A Fidelidade tem um ativo de 12 mil milhões e uma quota de 26,5% do mercado e foi alienada por 1100 milhões de euros. A Tranquilidade tem 3,8% do mercado e um ativo de dois mil milhões de euros e acabou por ser vendida por 215 milhões de euros. Uma parte substancial deste montante, 150 milhões de euros, teve de ser usada para recapitalizar a seguradora por causa do buraco deixado pelos investimentos no GES. Em circunstâncias normais, José Almaça admite que a empresa poderia valer entre 200 a 250 milhões de euros.

José Almaça reconhece que houve uma “falha” na troca de informação com o Banco de Portugal, mas desde então acrescenta que este intercâmbio tem sido exemplar.

Exposição ao acionista GES disparou após abril

Na sua intervenção inicial, José Almaça revelou que o acompanhamento feito pelo ISP do balanço e situação financeira da Tranquilidade não revelou dados preocupantes até ao final do primeiro trimestre. Mas a partir de abril, os recursos da seguradora serviram para financiar o acionista, a ESFG e outras empresas do grupo. Foram financiamentos de curto prazo que ascenderam a 150 milhões de euros. O ISP só foi informado da compra do papel comercial numa reunião a 6 de Junho, quando os gestores da seguradora comunicaram também que as empresas emitentes dos títulos estavam em default (incumprimento).

Foi na sequência da deteção destas operações que o ISP deliberou que as transações realizadas pela Tranquilidade tivessem de ser previamente aprovadas pelo regulador. José Almaça diz mesmo que deu ordens para anular uma ordem de compra de papel comercial, forçando a demissão do administrador que a autorizou. A responsabilidade dos gestores da seguradora ainda está a ser avaliada pelo ISP.

ISP ameaçou retirar licença

O ISP chegou a ameaçar suspender a licença de atividade de Tranquilidade junto dos acionistas para pressionar a venda e capitalização da seguradora do Grupo Espírito Santo (GES).

Na sua intervenção inicial na comissão parlamentar de inquérito aos atos de gestão do Banco Espírito Santo (BES), José Almaça revela que esta pressão do regulador foi exercida duas vezes. Primeiro, em julho, e perante os acionistas Espírito Santo Financial Group (ESFG) e Partran, e depois junto do Novo Banco que ficou com a Tranquilidade depois de exercido o penhor constituído em favor do BES.
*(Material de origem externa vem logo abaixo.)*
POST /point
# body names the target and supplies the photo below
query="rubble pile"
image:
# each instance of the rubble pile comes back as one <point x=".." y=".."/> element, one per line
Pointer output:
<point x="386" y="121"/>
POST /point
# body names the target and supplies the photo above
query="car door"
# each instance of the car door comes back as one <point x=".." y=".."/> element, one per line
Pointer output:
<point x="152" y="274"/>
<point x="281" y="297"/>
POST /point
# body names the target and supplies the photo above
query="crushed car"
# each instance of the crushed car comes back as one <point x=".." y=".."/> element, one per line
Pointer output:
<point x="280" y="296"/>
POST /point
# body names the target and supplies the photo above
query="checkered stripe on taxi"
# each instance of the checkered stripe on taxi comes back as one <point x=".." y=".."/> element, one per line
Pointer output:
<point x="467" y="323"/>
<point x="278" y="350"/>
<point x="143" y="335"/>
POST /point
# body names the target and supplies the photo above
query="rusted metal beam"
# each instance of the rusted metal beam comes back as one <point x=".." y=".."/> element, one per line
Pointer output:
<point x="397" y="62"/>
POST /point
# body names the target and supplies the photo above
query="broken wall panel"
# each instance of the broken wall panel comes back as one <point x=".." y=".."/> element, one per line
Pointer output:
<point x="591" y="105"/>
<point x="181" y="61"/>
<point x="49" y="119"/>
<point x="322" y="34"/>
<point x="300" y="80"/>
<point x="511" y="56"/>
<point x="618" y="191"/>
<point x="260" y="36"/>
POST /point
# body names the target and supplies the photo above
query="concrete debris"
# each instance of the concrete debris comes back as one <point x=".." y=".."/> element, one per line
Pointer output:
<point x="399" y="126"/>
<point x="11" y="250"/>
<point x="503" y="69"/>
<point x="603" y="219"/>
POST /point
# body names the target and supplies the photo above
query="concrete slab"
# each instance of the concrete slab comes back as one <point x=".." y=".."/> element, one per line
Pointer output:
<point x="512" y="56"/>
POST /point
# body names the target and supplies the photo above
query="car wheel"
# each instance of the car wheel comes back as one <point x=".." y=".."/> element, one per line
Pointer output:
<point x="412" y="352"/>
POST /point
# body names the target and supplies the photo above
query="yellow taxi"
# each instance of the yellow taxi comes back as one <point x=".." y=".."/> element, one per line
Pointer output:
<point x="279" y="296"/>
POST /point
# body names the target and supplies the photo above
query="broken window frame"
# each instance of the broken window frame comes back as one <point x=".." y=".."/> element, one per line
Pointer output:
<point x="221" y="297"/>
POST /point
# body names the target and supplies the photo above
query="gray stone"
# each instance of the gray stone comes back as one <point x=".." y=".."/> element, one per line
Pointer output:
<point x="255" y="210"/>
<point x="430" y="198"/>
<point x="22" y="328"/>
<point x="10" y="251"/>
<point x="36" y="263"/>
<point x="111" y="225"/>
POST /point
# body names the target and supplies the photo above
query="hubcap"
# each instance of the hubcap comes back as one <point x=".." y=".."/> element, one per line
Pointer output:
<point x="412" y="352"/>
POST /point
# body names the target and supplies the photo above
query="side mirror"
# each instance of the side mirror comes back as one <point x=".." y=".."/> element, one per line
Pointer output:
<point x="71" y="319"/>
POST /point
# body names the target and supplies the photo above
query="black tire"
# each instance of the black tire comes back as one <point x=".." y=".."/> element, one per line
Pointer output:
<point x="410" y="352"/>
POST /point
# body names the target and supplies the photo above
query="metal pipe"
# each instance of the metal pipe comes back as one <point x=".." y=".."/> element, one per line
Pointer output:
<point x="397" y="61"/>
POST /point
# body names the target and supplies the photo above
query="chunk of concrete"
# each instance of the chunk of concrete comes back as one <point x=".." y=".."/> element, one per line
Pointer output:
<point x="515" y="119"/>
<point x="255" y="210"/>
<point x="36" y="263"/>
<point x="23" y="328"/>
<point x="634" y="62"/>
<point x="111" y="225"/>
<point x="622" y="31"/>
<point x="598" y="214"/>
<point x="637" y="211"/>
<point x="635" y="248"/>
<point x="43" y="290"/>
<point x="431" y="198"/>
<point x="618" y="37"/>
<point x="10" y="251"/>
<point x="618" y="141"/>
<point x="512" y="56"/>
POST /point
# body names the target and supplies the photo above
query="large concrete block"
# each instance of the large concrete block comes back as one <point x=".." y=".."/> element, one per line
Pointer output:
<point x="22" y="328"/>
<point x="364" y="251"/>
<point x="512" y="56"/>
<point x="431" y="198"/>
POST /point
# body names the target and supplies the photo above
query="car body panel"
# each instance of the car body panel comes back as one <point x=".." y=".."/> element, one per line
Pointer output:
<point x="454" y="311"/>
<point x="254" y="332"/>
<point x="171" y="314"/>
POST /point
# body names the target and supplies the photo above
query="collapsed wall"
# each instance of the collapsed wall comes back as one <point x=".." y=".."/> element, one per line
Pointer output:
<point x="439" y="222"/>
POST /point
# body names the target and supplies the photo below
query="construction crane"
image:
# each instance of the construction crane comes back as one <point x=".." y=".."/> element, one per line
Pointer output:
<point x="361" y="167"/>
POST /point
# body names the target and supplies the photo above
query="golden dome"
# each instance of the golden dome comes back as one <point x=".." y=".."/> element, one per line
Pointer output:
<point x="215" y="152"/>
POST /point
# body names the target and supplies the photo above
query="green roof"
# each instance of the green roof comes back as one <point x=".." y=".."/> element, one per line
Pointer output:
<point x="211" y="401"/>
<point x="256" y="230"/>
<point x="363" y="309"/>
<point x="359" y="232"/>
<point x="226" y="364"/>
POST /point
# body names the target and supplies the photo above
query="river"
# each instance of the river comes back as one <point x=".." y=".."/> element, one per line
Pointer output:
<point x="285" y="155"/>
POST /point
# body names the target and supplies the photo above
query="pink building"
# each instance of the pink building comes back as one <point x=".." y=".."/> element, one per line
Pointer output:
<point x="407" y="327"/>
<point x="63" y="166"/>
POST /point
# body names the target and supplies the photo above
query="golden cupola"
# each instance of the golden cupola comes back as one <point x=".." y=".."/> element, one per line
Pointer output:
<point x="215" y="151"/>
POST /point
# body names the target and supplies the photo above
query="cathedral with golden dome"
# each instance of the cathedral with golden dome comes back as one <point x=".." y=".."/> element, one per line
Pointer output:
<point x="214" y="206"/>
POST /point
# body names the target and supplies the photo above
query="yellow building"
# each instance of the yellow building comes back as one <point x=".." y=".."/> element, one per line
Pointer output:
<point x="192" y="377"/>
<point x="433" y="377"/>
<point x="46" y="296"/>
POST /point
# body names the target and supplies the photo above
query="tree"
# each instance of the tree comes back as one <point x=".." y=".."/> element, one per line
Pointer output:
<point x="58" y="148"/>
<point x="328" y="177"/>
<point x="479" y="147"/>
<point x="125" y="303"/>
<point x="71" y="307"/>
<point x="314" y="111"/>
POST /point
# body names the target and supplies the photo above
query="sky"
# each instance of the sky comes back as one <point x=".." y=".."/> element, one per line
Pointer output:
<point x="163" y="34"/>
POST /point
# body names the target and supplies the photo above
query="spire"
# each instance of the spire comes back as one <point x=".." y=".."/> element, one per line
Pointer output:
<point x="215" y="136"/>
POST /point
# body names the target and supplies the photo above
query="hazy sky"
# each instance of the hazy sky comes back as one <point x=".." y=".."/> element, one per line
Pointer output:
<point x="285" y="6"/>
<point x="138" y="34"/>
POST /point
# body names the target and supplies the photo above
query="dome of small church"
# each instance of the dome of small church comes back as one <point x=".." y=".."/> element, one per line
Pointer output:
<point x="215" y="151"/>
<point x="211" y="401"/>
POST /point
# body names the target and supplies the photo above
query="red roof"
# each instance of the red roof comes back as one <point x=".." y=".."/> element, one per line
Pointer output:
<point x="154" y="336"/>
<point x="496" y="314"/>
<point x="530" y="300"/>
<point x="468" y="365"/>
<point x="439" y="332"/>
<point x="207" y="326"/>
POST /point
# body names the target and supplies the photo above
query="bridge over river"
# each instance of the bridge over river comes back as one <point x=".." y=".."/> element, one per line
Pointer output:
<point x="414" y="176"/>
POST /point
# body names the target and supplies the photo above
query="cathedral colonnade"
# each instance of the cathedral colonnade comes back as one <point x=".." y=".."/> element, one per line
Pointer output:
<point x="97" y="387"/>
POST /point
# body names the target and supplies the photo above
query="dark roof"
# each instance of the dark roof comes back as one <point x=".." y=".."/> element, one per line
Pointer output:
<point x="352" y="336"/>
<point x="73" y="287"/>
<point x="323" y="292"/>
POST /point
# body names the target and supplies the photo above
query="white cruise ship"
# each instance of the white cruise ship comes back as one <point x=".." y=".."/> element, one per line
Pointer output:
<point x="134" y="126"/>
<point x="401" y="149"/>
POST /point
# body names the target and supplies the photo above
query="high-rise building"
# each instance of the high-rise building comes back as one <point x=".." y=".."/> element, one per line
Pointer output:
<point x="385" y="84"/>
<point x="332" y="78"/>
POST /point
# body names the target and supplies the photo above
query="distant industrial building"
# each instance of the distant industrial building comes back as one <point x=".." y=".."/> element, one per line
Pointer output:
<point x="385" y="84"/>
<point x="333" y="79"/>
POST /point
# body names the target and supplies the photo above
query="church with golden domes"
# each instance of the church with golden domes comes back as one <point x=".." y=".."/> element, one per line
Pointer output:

Em causa estava o incumprimento por parte da seguradora do plano de recapitalização exigido pelo regulador para superar a insuficiência das provisões técnicas, na sequência da exposição às empresas do Grupo Espírito Santo. José Almaça sublinhou que esta iniciativa do ISP surgiu na sequência do “alheamento” dos acionistas, a ESFG e a Partran, em relação à concretização do plano acordado com o regulador.

Foi o Novo Banco já em setembro, que perante nova ameaça de perda de licença da Tranquilidade, e dissolução da sociedade, acabou por fechar a venda da seguradora ao fundo Apollo, o único que apresentou proposta. Segundo José Almaça, a seguradora precisava de um acionista capaz para repor os rácios e cumprir o plano negociado com o ISP.

O regulador confirma ainda a existência de uma carta de intenções da Zurich na seguradora Tranquilidade, mas sem indicação de valor. José Almaça realça que apenas a Apollo fez uma proposta firma até 18 de julho, prazo decidido pelos vendedores.